Rapportive was started in January 2010, battled through Y Combinator and in August 2010 raised over $1million from an impressive list of investors: “Gmail creator Paul Buchheit, Scott Banister, Jason Calacanis, Gary Vaynerchuk, David Cancel, Dharmesh Shah, Shervin Pishevar, and Roy Rodenstein. Also participating are Dave McClure’s new fund 500Startups, Nivi & Naval Ravikant’s VentureHacks, Charles River Ventures, Kima Ventures, Zelkova Ventures, and BOLDstart Ventures.” I think that the founders had to leave the USA to gain their visas – reminds me of the start of Duofertility but this time with the founder having to return to New Zealand to apply for a work visa in the UK.
Not one Cambridge Angel appears in the list of investors despite some of them funding Rahul Vohra in at least one of his two earlier start-ups.
Do you have to go to Silicon Valley to start a social network company? Should you go?

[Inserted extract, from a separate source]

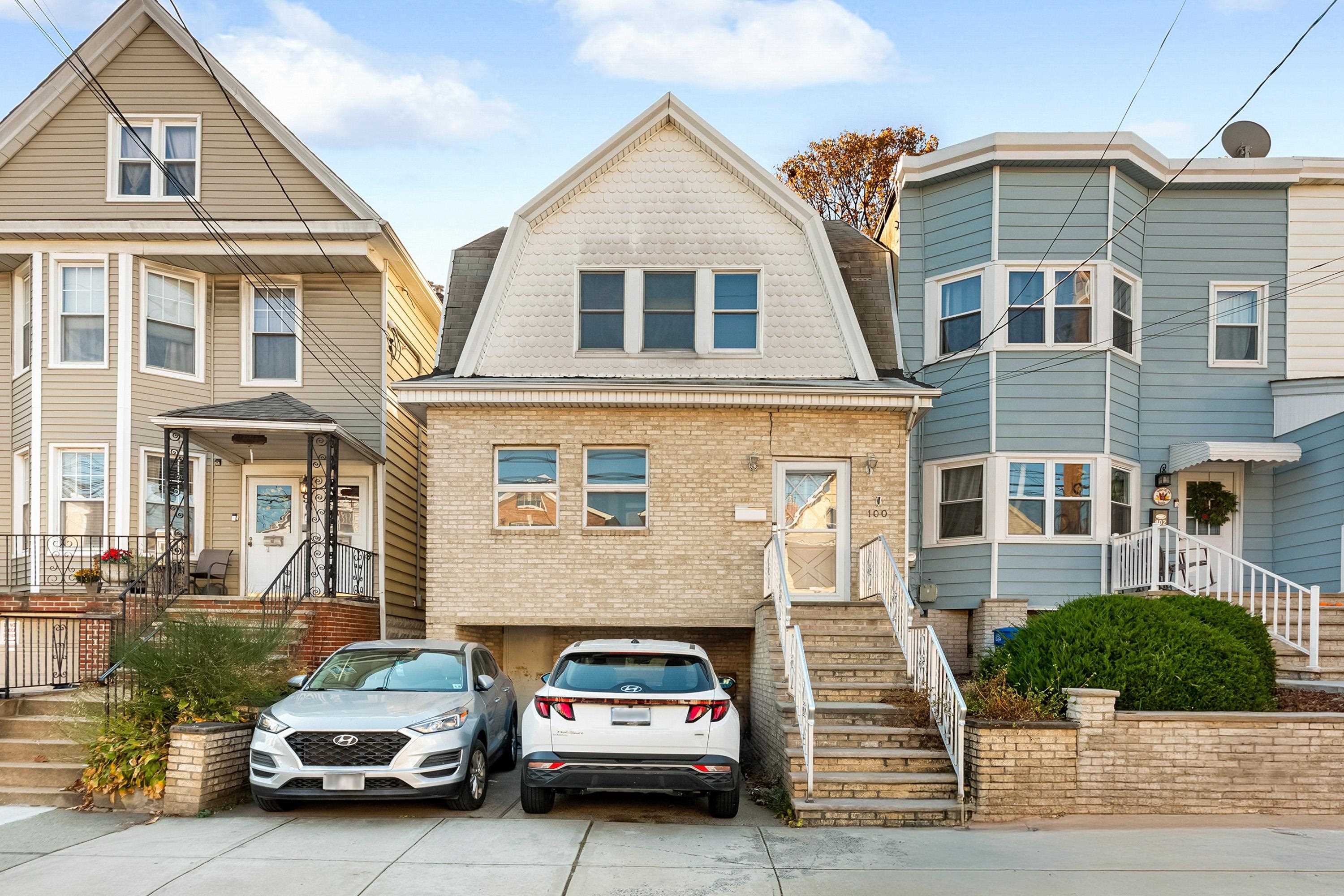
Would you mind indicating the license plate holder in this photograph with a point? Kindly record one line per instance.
(343, 781)
(631, 716)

As I keep saying in these posts, the most interesting fact is the number of investors involved in the round – I count 14 investors. Spread the risk, crowd the expertise and so offer a high valuation for the talented founders. Too many people in Cambridge, UK, talk down investors.
Let us try and reverse engineer the Equity Fingerprint.

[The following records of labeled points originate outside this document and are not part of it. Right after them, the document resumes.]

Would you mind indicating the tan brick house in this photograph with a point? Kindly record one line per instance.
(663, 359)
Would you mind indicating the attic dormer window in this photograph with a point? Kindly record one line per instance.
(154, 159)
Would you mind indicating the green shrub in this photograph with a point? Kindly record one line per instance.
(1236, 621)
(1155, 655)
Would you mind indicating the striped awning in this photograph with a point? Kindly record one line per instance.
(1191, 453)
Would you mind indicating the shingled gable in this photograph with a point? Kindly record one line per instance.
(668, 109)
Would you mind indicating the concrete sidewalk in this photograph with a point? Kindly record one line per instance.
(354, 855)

Round 1: Founders have one third each.
Round 2: Y Combinator invests $20k for 10% – I think that is their normal term – leaving the founders with 30% each.
Round 3: Now for the guessing; what terms did the 14 investors go for? Y Combinator companies have done well and Martin Kleppmann had already started and sold a business (I think to Redgate Software). I guess for between 20% and 40% so let us go with 30% valuing the company around $2million pre and $3million post investment.
Note: no mention of great number of staff hired so guess that there were no options offered and all was achieved by the three founders.
Payday: The Founders started with 33% each, diluted to say 30% after Y Combinator and then down to say 20% after the investment round. So each founder ends up with 20% of $15million, around $3million, for two years work and no doubt lots of pizzas and sleeping on floors! Let us hope that they remain good friends.
Interesting for me as I suggested to Rahul Vohra that he should finish his PhD as starting companies was a risky business. So he made it third time lucky – not that I believe in luck except for health. He upped and off’d to Silicon Valley and the “boy done good” to use a phrase. Certainly puts the pressure on some of his contemporaries who are still building and some who can only dream of selling.
Also shows the strength of the social network business where you can scale a business with few employees or in this case, zero!
Come back to Cambridge, UK, soon and reveal all the secrets so people can stay in Cambridge, UK, be funded by angels and other investors in Cambridge, UK, and so help pollinate the Cambridge Cluster.
LinkedIn was started by Reid Hoffman, a great supporter and founder of Silicon Valley comes 2 Cambridge.
Where was Cambridge Enterprise? Supporting entrepreneurs who generously donate to the University or backing patents?